What is the impact on rent?
There is an important subtlety in the NHS Premises Directions which is sometimes overlooked. Many people in primary care (or indeed professional advisors) talk about notional rent, Current Market Rent and rent reimbursement interchangeably. Certainly notional rent and Current Market Rent have the same meaning, however rent reimbursement is different. Notional rent/Current Market Rent applies to surgeries that are owner occupied with rent reimbursement being applicable to leased premises. It follows that the practice will switch from the former to the latter when a sale and leaseback transaction has been effected. The amount of rent reimbursed to a practice can only change if the lease rent has changed first. This means that at rent review, if the rent changes and the practice then applies for rent reimbursement of a higher level of rent, the NHS and District Valuer cannot review the amount of rent reimbursed on their own accord. The amount of rent reimbursement as assessed by the District Valuer is to have regard to the terms of the lease. This rent again can be negotiated with the District Valuer at the appropriate time, ultimately with recourse to dispute proceedings if necessary.
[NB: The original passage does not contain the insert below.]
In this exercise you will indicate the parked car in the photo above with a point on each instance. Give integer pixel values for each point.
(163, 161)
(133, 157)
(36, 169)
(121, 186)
What are the VAT implications?
Property is unusual in that there is a general exemption from VAT unless the owner of the building elects the property to be subject to VAT. If VAT is elected, then the rent charged under the lease will be subject to VAT. If this occurs, then even if the sale and leaseback transaction has been undertaken at the same amount of rent as the previous notional rent, the revenue cost to the CCG will now be 20% higher due to VAT. Part of the NHS approval process considers this point with the NHS sometimes not approving leases where VAT is to be levied. There are, however, circumstances where it is appropriate for VAT to be levied.
As you will see from the foregoing, there are many issues to be considered in effecting a sale and leaseback transactions. These points need to be considered further with often there being advice taken from surveyors, solicitors and accountants as to the impact of undertaking such a transaction.